A little later on I was listening to the speakers, and happened to turn around and see that some more people had gathered. This was taken from toward the front of the crowd.

Crowd2.jpeg

Finally, here’s one I took whilst trying to be artsy; but at the time I didn’t notice all of the other people with cameras in hand.

CityHall.jpeg

If you ask your browser to show the images in their own window, they will be bigger.

Rally for Religious Freedom Redux

So I went to the Rally for Religious Freedom at the Federal Building in Downtown L.A. this noon; I’ll have pictures later. I’m not particularly good at estimating the size of crowds, but I’d say that there were between two to three-hundred people there.

I’d never heard of any of the speakers, but they were all good; they didn’t rabble-rouse, and they didn’t demonize the opposition.

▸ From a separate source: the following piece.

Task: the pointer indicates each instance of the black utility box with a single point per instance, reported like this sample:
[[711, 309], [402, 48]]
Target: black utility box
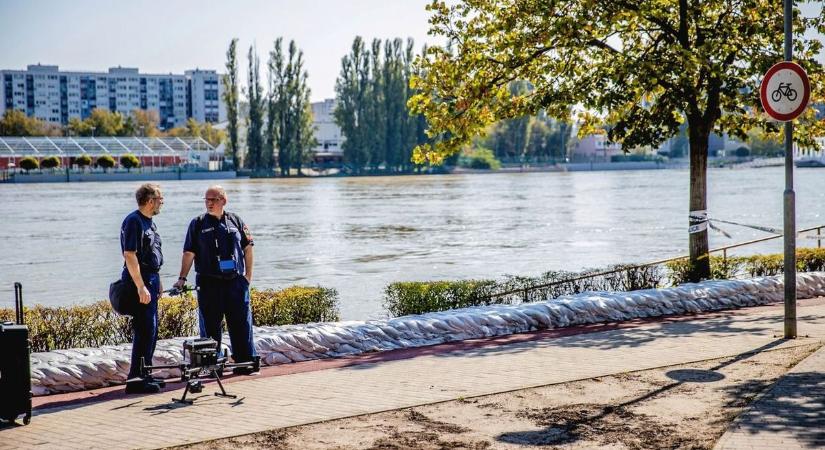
[[15, 366]]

The strongest note was a call to prayer. The speakers included a Catholic priest from Downey, a bishop from the “Charismatic Episcopal Church”, which despite my twenty years as an Anglican I don’t believe I’d ever heard of before, a priest from the Antiochean Orthodox Church, a Lutheran minister, a couple of Evangelical ministers, and a number of lay-people. The event was sponsored by the group “Survivors of Abortion”.

There was only one heckler, an angry man who walked past and told the clergy present in rather foul language that they should stay out of politics. He was just passing through, though, and the crowd did not respond in kind.

There was no media presence at all, so far as I could tell.